Still, Kleinfeld maintains that truck and trailer demand in North America will pick up, given the aging fleets. “The average age of the fleet today is 6.69 years. That’s the oldest on record. The 20-year average is 5.85, so obviously there is a need for replacement ... and that is going to drive demand,” he said.

Meanwhile, Alcoa raised its North American automotive growth forecast to 10 to 14 percent from 7 to 12 percent previously. “(Automotive) is driven by North America,” Kleinfeld said. “(If you) look at June’s seasonally adjusted annual rates, it comes to 14.05 million vehicles, up 22 percent year over year or 15 percent year to date. That’s pretty substantial.”

The company maintained its bullish global aerospace forecast. “Our view has not changed. We expect 13- to 14-percent growth this year, driven by strong performance (from the) commercial aircraft segment. We see about an 8,300-aircraft backlog, which at today’s production is an eight-year backlog. ... That’s pretty amazing,” Kleinfeld said.

“It is very easy to tie the whole market to automotive. But it is not just automotive. The stock market is fine, large companies are making good returns, the construction market hasn’t gotten any worse, and agriculture, machinery and transportation—whether it’s rail car, barge, truck or trailer—are going good,” Thomas M. Marchak, vice president of commercial at Severstal North America Inc., told AMM in July. When I talk to colleagues in North America, guys running their businesses are saying, ‘Things are good.’ They say, ‘I’m selling more steel, but my margins are compressed.’”

Price volatility also remains a serious concern, according to Mark Millett, president and chief executive officer of Fort Wayne, Ind.-based Steel Dynamics Inc. (SDI). Buying decisions are being affected by “anticipated moves” in raw material markets, he said. “This is a dangerous but almost unavoidable strategy, facilitated in the near term by short mill lead times.”

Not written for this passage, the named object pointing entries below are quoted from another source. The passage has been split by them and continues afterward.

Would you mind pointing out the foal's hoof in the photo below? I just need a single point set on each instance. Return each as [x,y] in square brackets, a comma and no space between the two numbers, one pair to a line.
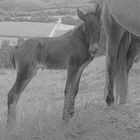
[109,100]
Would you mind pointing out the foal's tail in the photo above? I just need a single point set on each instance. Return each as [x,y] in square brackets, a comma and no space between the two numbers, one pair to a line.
[12,56]
[121,69]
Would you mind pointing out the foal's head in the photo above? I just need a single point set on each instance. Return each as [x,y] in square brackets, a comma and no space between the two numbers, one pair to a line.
[91,27]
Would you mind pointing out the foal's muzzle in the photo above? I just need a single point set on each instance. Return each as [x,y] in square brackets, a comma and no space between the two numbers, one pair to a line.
[93,49]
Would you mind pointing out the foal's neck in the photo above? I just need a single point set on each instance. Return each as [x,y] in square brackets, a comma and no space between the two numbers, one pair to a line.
[79,32]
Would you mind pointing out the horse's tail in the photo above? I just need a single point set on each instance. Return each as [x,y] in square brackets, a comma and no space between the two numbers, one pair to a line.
[12,56]
[121,68]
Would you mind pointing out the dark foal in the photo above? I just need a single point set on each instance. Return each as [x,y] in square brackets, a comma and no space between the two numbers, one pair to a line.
[70,51]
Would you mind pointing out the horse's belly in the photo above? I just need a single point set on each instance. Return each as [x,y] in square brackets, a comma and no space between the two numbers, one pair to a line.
[52,63]
[126,13]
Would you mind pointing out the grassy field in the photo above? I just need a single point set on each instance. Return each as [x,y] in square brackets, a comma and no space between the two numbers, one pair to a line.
[25,29]
[41,104]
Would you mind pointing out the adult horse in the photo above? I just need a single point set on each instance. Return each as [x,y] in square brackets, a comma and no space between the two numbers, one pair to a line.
[70,51]
[120,19]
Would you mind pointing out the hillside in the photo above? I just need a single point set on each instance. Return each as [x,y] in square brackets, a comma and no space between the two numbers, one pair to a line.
[31,5]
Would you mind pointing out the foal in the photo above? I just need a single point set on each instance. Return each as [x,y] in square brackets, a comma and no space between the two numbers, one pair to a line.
[70,51]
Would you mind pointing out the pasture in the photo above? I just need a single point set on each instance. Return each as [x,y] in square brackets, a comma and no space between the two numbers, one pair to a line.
[40,107]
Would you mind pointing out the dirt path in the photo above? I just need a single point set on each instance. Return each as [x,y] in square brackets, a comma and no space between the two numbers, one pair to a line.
[40,107]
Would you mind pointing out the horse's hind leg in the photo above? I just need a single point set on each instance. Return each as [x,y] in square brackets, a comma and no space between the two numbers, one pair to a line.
[133,51]
[113,34]
[24,75]
[74,75]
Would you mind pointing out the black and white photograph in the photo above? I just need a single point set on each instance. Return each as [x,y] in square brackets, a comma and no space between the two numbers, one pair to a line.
[69,69]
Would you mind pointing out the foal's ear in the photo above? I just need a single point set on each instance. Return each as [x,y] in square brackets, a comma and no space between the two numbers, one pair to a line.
[81,14]
[98,11]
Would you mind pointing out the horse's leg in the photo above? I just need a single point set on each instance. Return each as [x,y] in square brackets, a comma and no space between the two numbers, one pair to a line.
[72,90]
[24,75]
[133,51]
[113,34]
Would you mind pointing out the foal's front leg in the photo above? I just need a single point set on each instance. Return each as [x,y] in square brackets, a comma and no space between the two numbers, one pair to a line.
[72,87]
[24,75]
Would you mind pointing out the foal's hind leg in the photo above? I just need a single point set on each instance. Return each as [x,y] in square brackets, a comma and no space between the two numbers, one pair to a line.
[72,88]
[24,75]
[133,51]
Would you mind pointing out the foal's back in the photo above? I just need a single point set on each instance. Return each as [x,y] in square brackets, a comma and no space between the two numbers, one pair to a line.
[54,52]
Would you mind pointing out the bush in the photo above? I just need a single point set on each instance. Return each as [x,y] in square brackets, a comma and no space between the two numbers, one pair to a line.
[71,20]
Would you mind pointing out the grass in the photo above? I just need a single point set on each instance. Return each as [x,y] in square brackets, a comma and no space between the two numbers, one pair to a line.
[41,104]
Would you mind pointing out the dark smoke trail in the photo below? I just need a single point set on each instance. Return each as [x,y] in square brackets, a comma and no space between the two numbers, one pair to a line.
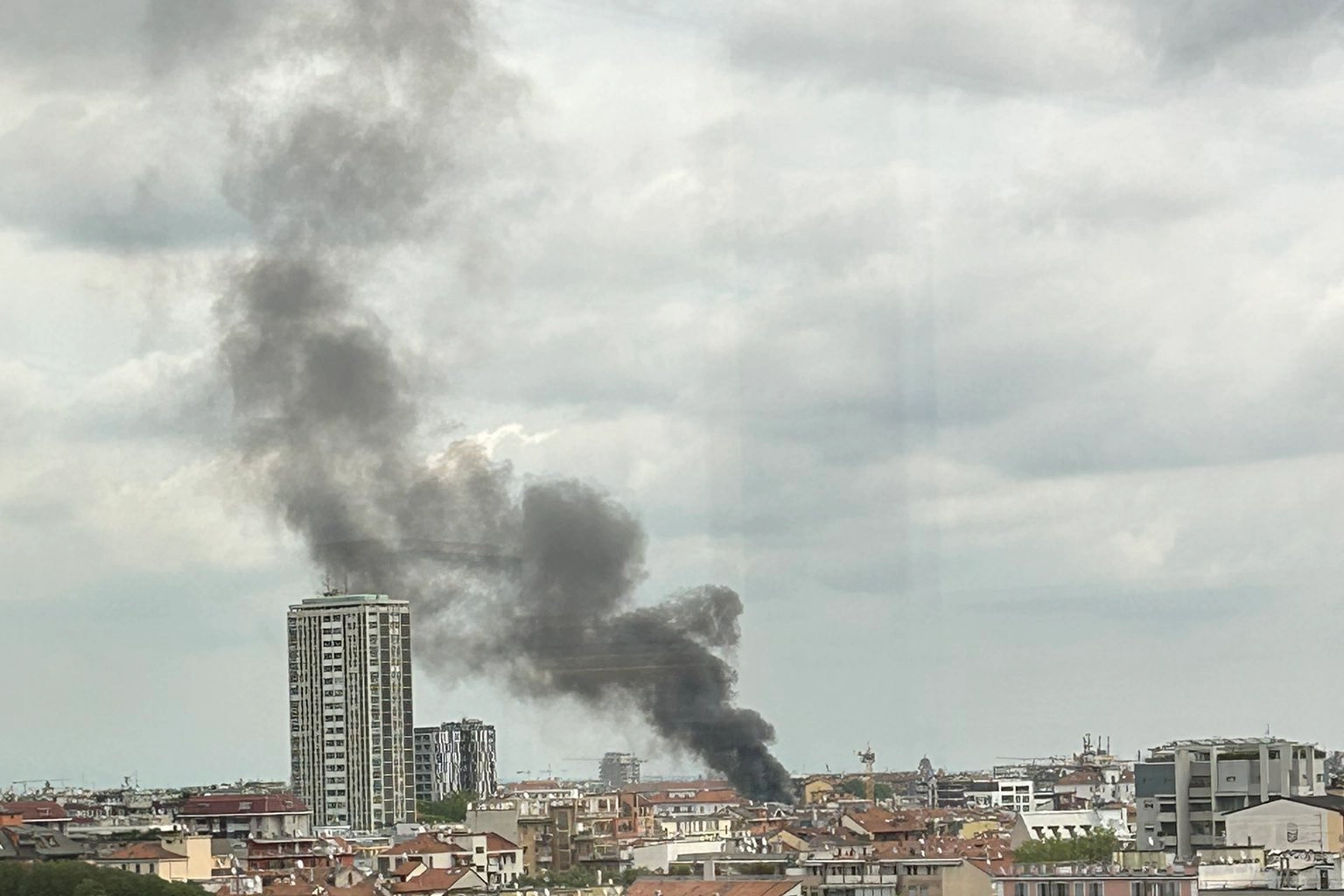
[347,120]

Meanwhile, lagging demand from the construction sector continues to be “frustrating,” Rippey said, and other executives agreed, offering no forecast for improvement anytime soon.

One move that might help in the long term came in July, when President Obama signed into law a 27-month transportation bill that provides funding for the nation’s roads, bridges and highways at current levels through fiscal 2014. “The construction industry was hit brutally hard during the recession,” Obama said during a news conference. “This bill will keep thousands of construction workers on the job to rebuild our nation’s infrastructure.”

A number of market players, while celebrating the news, had some concerns. “It will be good for some who make road mesh. It’s good overall for infrastructure,” one trader said. “The problem is that it is just too long for the money and pickup in demand to come into the system.”

One buyer said he was surprised that a long-term solution—nine short-term extensions had been signed since the last long-term funding bill expired in 2009—was found despite the political gridlock in Washington. “It’s always disenchanting to watch what happens in D.C.,” he said.